Tesla teased its most valuable customers with the Model S Plaid announcement back in January, then struggled to deliver.
We followed one Plaid customer’s buying experience from pre-order to test drive(!). It was a bumpy ride and a reminder that Tesla is still blitzscaling.
Grading the Model S Plaid
- Product: A+ From the moment we figured out how to put it in drive, the Model S Plaid is laugh-out-loud fun.
- Service: C- The company makes it hard to get ahold of your car; payment wasn’t obvious; and the three-day purchase window makes pickup/delivery stressful for anyone who travels.
- Overall: Tesla gets a pass because Tesla customers are obsessed. We asked the buyer the standard net promoter score question (How likely are you to recommend Tesla on a scale from 0 to 10?). His response: “10.”
Despite delivery delays, issues with trading in an older Model S, hard-to-reach salespeople and customer service, challenges paying for the car, and salespeople with limited knowledge of how to operate the car, this Model S Plaid buyer is very likely to recommend Tesla.
This is the power of a strong brand.
Elon Musk has built the Tesla brand around pushing an industry forward so quickly that expectations cannot be met. Tesla gets a lot of slack for disappointing its customers. Missing a deadline has become an odd sort of success for Tesla. Fans, customers, and even investors give Musk credit that he will keep his promises, eventually.
Tesla Is Still Blitzscaling
Before the chip shortage, before the pandemic, before they smashed the window of the Cybertruck on stage, and before Tesla’s market cap increased 12,000%, we wrote that Tesla is blitzscaling.
Blitzscaling is a concept coined by Reid Hoffman of PayPal and LinkedIn success. The point of blitzscaling is to prioritize lightning-fast speed of growth over efficiency to capture what Hoffman calls a “first scaler advantage.” If a company can’t build some mechanism of loyalty into their product, they shouldn’t blitzscale because the first mover advantage becomes moot. Blitzscaling is a bet-the-company strategy that should only be used if there is a market sizable enough to justify the upfront risks.
In Hoffman’s book, he details the steps of Blitzscaling as:
- Do things that don’t scale
- Reach the next stage of blitzscaling
- Figure out how to do one set of things that scale while simultaneously doing another set of things that don’t scale
- Reach the next stage of blitzscaling
- Repeat until you reach market dominance
Since we first outlined how Tesla was embracing the characteristics of Blizscaling, the company has reached the next stage (or two) of blitzscaling. In Q1 2019 Tesla produced 77,000 vehicles (Models S, 3 and X) compared to over 200,000 vehicles produced in Q2 2021, including the Model Y and the all-new Model S Plaid.
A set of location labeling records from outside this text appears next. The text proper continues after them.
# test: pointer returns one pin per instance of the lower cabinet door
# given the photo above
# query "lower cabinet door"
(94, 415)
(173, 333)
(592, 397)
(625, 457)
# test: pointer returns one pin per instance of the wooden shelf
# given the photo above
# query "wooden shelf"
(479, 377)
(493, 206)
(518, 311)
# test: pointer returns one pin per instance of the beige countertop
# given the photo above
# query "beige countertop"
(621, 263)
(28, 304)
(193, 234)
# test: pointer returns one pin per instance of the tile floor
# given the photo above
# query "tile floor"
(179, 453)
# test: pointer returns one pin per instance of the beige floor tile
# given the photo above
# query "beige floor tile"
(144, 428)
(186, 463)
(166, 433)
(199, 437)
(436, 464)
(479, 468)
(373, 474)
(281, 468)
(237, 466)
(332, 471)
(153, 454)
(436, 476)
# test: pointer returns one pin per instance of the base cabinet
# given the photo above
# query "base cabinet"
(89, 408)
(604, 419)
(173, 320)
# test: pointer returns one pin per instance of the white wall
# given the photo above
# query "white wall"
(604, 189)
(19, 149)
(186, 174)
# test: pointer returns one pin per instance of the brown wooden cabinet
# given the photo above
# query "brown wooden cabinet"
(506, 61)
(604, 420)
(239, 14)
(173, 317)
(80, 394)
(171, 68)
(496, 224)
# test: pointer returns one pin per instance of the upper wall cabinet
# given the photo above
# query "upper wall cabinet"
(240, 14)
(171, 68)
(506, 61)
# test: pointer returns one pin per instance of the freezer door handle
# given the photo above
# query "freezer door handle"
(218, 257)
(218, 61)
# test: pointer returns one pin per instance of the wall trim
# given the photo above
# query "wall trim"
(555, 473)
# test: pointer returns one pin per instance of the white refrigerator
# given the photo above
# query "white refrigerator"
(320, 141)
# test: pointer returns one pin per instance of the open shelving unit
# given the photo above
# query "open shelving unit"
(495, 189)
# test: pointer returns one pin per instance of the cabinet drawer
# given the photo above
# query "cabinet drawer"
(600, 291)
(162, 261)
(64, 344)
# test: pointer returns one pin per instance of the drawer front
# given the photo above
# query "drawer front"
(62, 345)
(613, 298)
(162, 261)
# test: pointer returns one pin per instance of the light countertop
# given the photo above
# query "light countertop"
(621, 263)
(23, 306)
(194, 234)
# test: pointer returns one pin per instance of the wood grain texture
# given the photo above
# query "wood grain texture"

FSD Beta Is Tesla’s Next Stage of Blitzscaling
Now, the company is focused on rolling out the FSD Beta to more customers that have already purchased the FSD package. First promised in March (“in ~10 days”), Elon recently updated his expectations to release an FSD Beta request button more widely:
Good feedback from FSD Beta 10 users! 10.0.1 point release rolling out now.
10.1 rolls out a week from Friday with beta request button.
— Elon Musk (@elonmusk) September 17, 2021
Here again, Musk is pushing the industry forward so quickly that expectations cannot be met. Eventually, that button will appear, Tesla customers will be able request the FSD beta, and the company will begin a new phase of rapid innovation. This cycle of innovation is what Tesla customers have come to love about their Teslas.
We’ve said that we expect to see public full self-driving in 2025, and that’s looking to be optimistic. In the end, autonomy will likely take longer than most think to come to fruition, and almost certainly be more transformative than anyone can imagine.
Bottom Line: Tesla Will Disappoint, Then Change The World
So, even when Tesla consistently disappoints, Tesla owners are satisfied because Musk comes through eventually. The product —and the promise of what the product may be in the future — overcomes a buying process that is broken in many places.
Observing the Model S Plaid experience firsthand reminded me of an insight from Gabriel Leydon:
“Anything that’s just growing like crazy and totally broken, just put all your money there because obviously when it gets fixed, it’s going to be better. And there are tons of examples of this.” – Gabriel Leydon on Invest Like The Best podcast.
Paradoxically, Tesla’s broken buying experience is a sign of great things to come. The company continues to move at breakneck pace, pulling an entire industry along with it. So long as disappointed Tesla customers continue to love the product, the company is well positioned to change the world.